Por Alex Pipkin, PhD em Administração
Todos nós sabemos, ou fazemos de conta que não sabemos. No grande Estado bondoso, o sentimentalismo vem primeiro, e as emoções sempre falam mais alto do que as consequências.
A corrupção, no Estado grande, não é um acidente moral nem um desvio ocasional. É uma condição endêmica. Ela não aparece quando algo dá errado; manifesta-se quando o sistema funciona exatamente como foi concebido para operar.
O erro persistente está em tratá-la como patologia ética, quando ela é consequência estrutural de um organismo hipertrofiado, obeso, desenhado para concentrar poder, recursos e irresponsabilidade.

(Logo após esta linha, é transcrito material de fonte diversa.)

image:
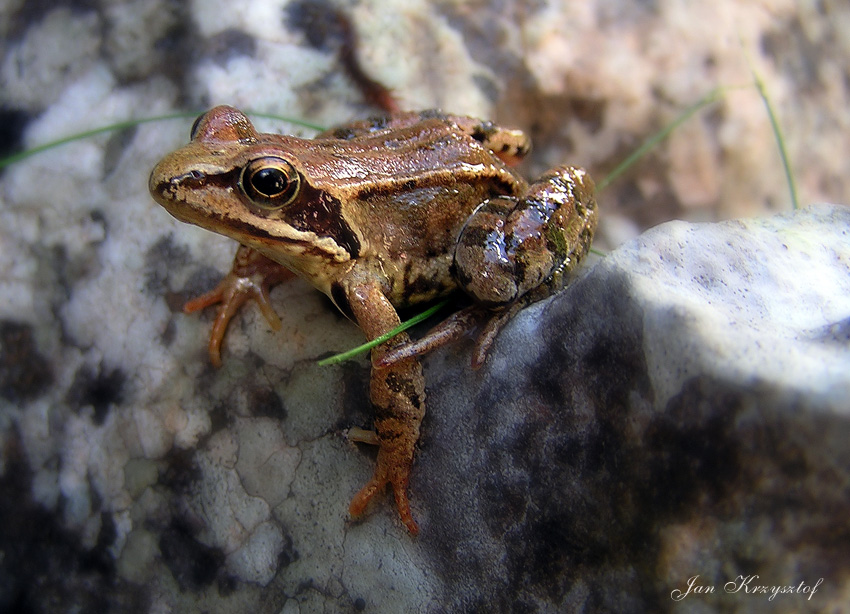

O Estado grande não combate a corrupção; ele a organiza. Empilha camadas sucessivas de decisão e execução não para descentralizar, mas para dissolver autoria. Decide-se longe, executa-se fragmentado, fiscaliza-se tardiamente e responsabiliza-se quase nunca. Cada instância criada para “corrigir” a anterior funciona como blindagem adicional. A culpa se dilui antes de encontrar um nome. O dano se espalha sem encontrar dono.
Esse modelo encontra sua expressão mais acabada nos Estados ditos progressistas, no Estado de bem-estar social, cuja legitimidade repousa na distribuição e redistribuição permanente de recursos.
Quanto maior a promessa moral, maior a máquina necessária para sustentá-la. Dessa forma, torna-se mais opaca a engrenagem e, evidentemente, mais previsível se torna sua captura. Não só por perversidade individual, mas por lógica institucional.
Programas de transferência em larga escala separam pagamento de produção. Não há troca; há reivindicação. O benefício não decorre de valor criado, mas de elegibilidade declarada. A verificação é cara, imperfeita e sempre posterior ao dano. A responsabilidade evapora entre formulários, sistemas, intermediários e pareceres. O erro não tem rosto, e o prejuízo não tem autor.
Nesse ambiente, a corrupção não precisa ser engenhosa. Precisa ser persistente. Basta aprender o vocabulário correto, o ritmo da burocracia, os pontos cegos do controle. A fraude deixa de ser exceção e se torna procedimento administrativo corrente. Não exige criatividade; exige adaptação. E o Estado grande recompensa precisamente quem aprende a operar nesse terreno pantanoso.
Quanto mais se distribui e redistribui, mais pontos de captura são criados. Cada fundo, programa, convênio ou parceria amplia a superfície de contato entre poder e oportunidade. A corrupção não cresce de forma linear; ela se potencializa. Aumenta de maneira avassaladora porque passa a operar em escala, com método e previsibilidade. O sistema não colapsa apesar disso; ele incorpora o custo como parte do funcionamento.
O ritual do escândalo cumpre sempre um papel útil, preservando o mito. Aponta-se o indivíduo para salvar a estrutura. Pede-se mais controle para corrigir o que o excesso de controle produziu. Amplia-se o Estado para consertar os efeitos do Estado ampliado. A indignação é encenada com cinismo costumeiro, mas a engrenagem criminosa permanece intacta.
Um Estado menor não santifica o homem, porque os homens não são santos. Mas reduz o estrago que eles podem causar.
O Estado grande, sobretudo quando se imagina generoso, caridoso e de coração vasto, faz o oposto, pois parte da fantasia da virtude humana para erguer estruturas que só funcionariam num mundo habitado por anjos, aqueles da narrativa da “superioridade moral”.
Como anjos não existem, pelo contrário, no time vermelho, o desfecho é reincidente e conhecido.
O grande Estado do coração grande não produz justiça social, como quase todos nós sabemos.
Produz corrupção normalizada, embalada por boas intenções, administrada pela rotina e protegida pela confortável ficção de que o problema é sempre moral.
Claro que esse não é somente moral. É estrutural, tem cor, um passado glorioso e um futuro promissor.